Aber es ist wichtig, die Auswirkungen, die die Lebensqualität und das Lernen bei den Betroffenen behindern, zu behandeln. Und dafür gibt es viele Wege. Jeder sollte sich den suchen, der für ihn stimmig ist. Siehe oben! Und gerne bin ich bereit, dabei zu helfen. Ja, und dafür ist es notwendig, Engagement, Zeit und auch Geld zu investieren.

Ich bin sehr dankbar, das Potenzial eines ADH-lers zu haben. Unser Gehirn arbeitet anders. Wir ticken anders. Wir nehmen anders wahr und fühlen anders.

Deshalb:

ADHS bedeutet nicht, krank zu sein, sondern Anders zu Denken, anders zu Handeln und anders zu Sein als die meisten Menschen. Und das ist gut so! 
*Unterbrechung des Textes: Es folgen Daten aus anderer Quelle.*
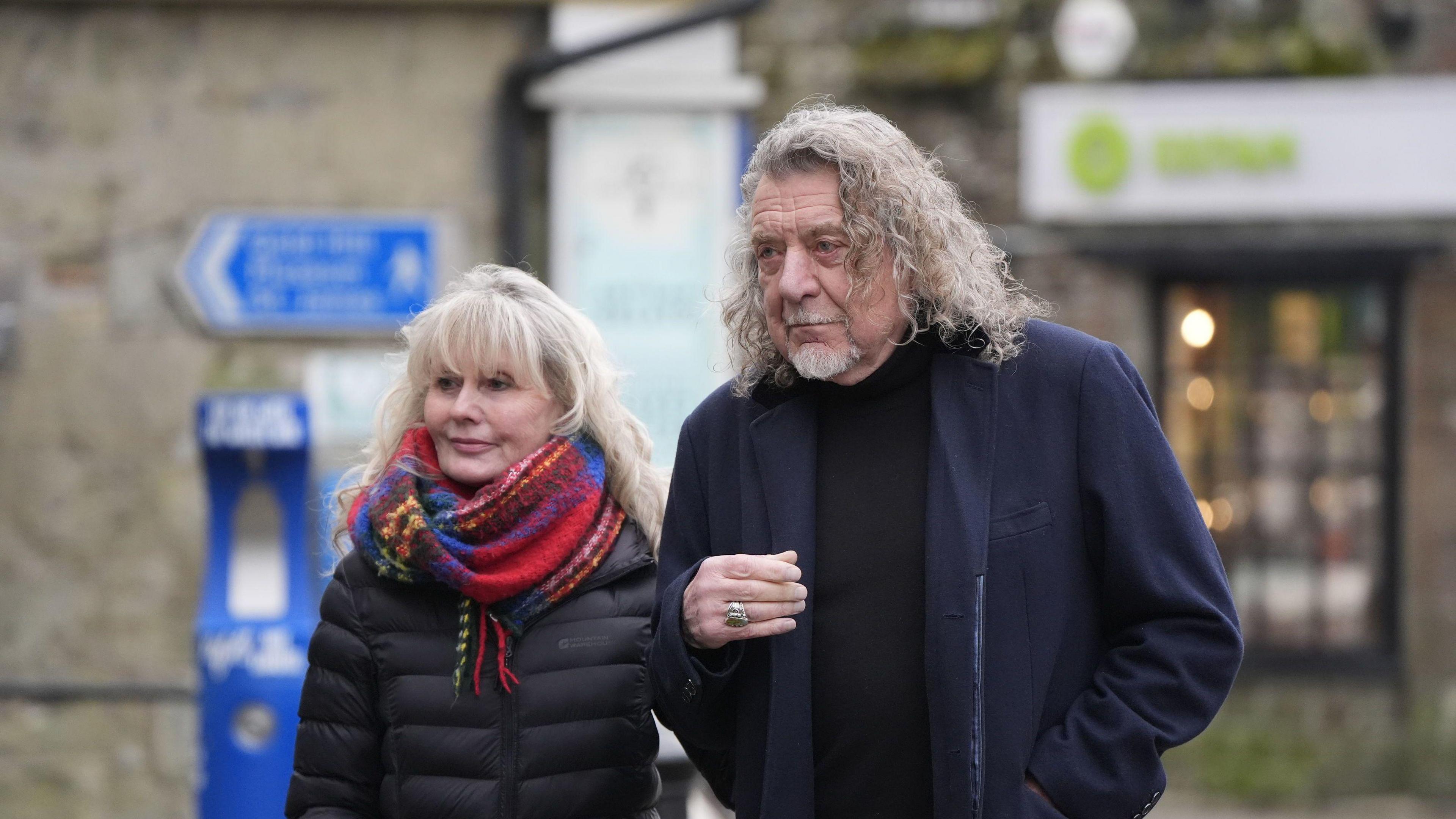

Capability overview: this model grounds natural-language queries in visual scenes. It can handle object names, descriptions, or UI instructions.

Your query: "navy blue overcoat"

[648,321,1242,819]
Ich lade Sie herzlich ein, diesen Blog für den Erfahrungsaustausch und die gegenseitige Stärkung zu nutzen. ADHS-Betroffene verdienen weder unsere Beschimpfungen noch unser Mitleid. Es sind Menschen, egal ob Kinder, Jugendliche oder Erwachsene, die wie jeder andere auch, der Wertschätzung, des Mitgefühls und der Liebe bedürfen.

Dr. med Käte Niederkirchner
Dr.med. Käte Niederkirchner

„Die Liebe ist das einzige, das in uns wächst, indem wir es außen verschwenden.“

Die Welt, und damit jeder von uns, braucht das im Moment dringender, als jemals zuvor.